# Galaxy And Mass Assembly (GAMA): The absence of stellar mass segregation in galaxy groups and consistent predictions from GALFORM and EAGLE simulations

Kafle, PR, Robotham, ASG, Lagos, CDP, Davies, LJ, Moffett, AJ, Driver, SP, Andrews, SK, Baldry, IK, Bland-Hawthorn, J, Brough, S, Cortese, L, Drinkwater, MJ, Finnegan, R, Hopkins, AM and Loveday, J (2016) Galaxy And Mass Assembly (GAMA): The absence of stellar mass segregation in galaxy groups and consistent predictions from GALFORM and EAGLE simulations.
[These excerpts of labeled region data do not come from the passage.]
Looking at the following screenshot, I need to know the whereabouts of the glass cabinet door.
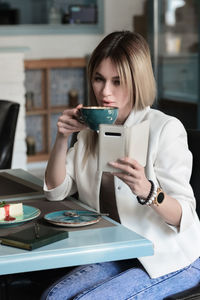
[150,0,200,128]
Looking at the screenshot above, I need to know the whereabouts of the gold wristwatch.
[152,188,165,206]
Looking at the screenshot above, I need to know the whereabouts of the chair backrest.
[0,100,20,169]
[187,129,200,218]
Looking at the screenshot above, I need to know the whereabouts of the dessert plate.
[0,205,41,227]
[44,210,101,227]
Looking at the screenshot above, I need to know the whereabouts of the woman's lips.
[102,101,114,106]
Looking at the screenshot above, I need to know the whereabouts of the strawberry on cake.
[0,201,23,221]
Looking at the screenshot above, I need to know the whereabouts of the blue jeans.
[41,259,200,300]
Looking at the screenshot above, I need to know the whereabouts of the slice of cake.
[0,202,23,221]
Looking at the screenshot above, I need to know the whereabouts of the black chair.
[165,129,200,300]
[0,100,20,169]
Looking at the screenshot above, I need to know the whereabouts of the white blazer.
[44,107,200,278]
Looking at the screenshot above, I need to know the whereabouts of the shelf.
[24,58,87,162]
[0,0,104,36]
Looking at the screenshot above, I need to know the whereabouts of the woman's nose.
[102,82,112,96]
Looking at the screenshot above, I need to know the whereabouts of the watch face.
[157,192,165,204]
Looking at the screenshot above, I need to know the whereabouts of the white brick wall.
[0,48,27,169]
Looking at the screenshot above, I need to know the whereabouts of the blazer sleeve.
[154,118,196,232]
[43,144,77,201]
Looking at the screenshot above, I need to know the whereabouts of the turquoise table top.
[0,169,153,275]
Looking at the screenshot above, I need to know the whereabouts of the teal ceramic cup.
[80,106,118,131]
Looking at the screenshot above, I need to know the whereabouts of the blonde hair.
[84,31,156,161]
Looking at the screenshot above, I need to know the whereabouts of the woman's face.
[92,58,132,124]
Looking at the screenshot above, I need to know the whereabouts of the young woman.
[43,31,200,300]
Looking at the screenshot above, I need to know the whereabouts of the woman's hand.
[109,157,151,199]
[57,104,86,137]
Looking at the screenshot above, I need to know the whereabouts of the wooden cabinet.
[159,54,198,103]
[25,58,87,162]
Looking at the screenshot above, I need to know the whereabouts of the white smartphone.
[98,124,125,172]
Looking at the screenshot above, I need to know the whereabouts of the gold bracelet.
[152,188,165,206]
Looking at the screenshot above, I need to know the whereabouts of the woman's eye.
[114,79,120,85]
[94,76,103,82]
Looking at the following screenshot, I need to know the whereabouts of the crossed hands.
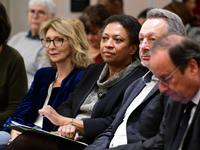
[38,105,79,140]
[58,124,79,141]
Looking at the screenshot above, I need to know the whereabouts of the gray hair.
[28,0,56,15]
[147,8,186,36]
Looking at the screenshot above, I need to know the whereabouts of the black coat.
[57,63,147,143]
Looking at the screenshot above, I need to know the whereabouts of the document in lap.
[6,121,88,148]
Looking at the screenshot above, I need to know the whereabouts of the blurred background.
[0,0,197,37]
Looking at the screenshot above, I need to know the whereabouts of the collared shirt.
[178,90,200,150]
[109,71,156,148]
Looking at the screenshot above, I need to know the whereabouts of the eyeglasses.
[28,9,47,17]
[41,38,65,47]
[152,66,181,86]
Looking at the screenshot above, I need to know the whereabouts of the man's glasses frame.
[152,66,181,86]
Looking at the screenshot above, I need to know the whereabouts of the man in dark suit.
[150,34,200,150]
[86,9,185,150]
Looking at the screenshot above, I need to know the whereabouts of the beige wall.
[0,0,171,36]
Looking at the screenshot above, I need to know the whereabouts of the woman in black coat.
[5,15,146,150]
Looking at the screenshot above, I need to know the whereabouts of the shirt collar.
[142,71,153,84]
[26,31,40,40]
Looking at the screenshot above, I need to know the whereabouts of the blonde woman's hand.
[58,124,79,140]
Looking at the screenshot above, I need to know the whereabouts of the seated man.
[150,35,200,150]
[85,9,185,150]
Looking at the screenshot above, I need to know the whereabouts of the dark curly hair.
[0,2,11,45]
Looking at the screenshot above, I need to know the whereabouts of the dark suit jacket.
[165,99,200,150]
[4,67,84,131]
[57,63,147,143]
[85,74,168,150]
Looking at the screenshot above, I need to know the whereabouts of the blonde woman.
[1,18,91,146]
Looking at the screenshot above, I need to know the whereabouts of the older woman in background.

Monthly Notices of the Royal Astronomical Society, 463 (4). pp. 4194-4209. ISSN 0035-8711

We investigate the contentious issue of the presence, or lack thereof, of satellites mass segregation in galaxy groups using the Galaxy And Mass Assembly (GAMA) survey, the GALFORM semi-analytic and the EAGLE cosmological hydrodynamical simulation catalogues of galaxy groups. We select groups with halo mass $12 \leqslant \log(M_{\text{halo}}/h^{-1}M_\odot) <14.5$ and redshift $z \leqslant 0.32$ and probe the radial distribution of stellar mass out to twice the group virial radius. All the samples are carefully constructed to be complete in stellar mass at each redshift range and efforts are made to regularise the analysis for all the data. Our study shows negligible mass segregation in galaxy group environments with absolute gradients of $\lesssim0.08$ dex and also shows a lack of any redshift evolution. Moreover, we find that our results at least for the GAMA data are robust to different halo mass and group centre estimates. Furthermore, the EAGLE data allows us to probe much fainter luminosities ($r$-band magnitude of 22) as well as investigate the three-dimensional spatial distribution with intrinsic halo properties, beyond what the current observational data can offer. In both cases we find that the fainter EAGLE data show a very mild spatial mass segregation at $z \leqslant 0.22$, which is again not apparent at higher redshift. Interestingly, our results are in contrast to some earlier findings using the Sloan Digital Sky Survey. We investigate the source of the disagreement and suggest that subtle differences between the group finding algorithms could be the root cause.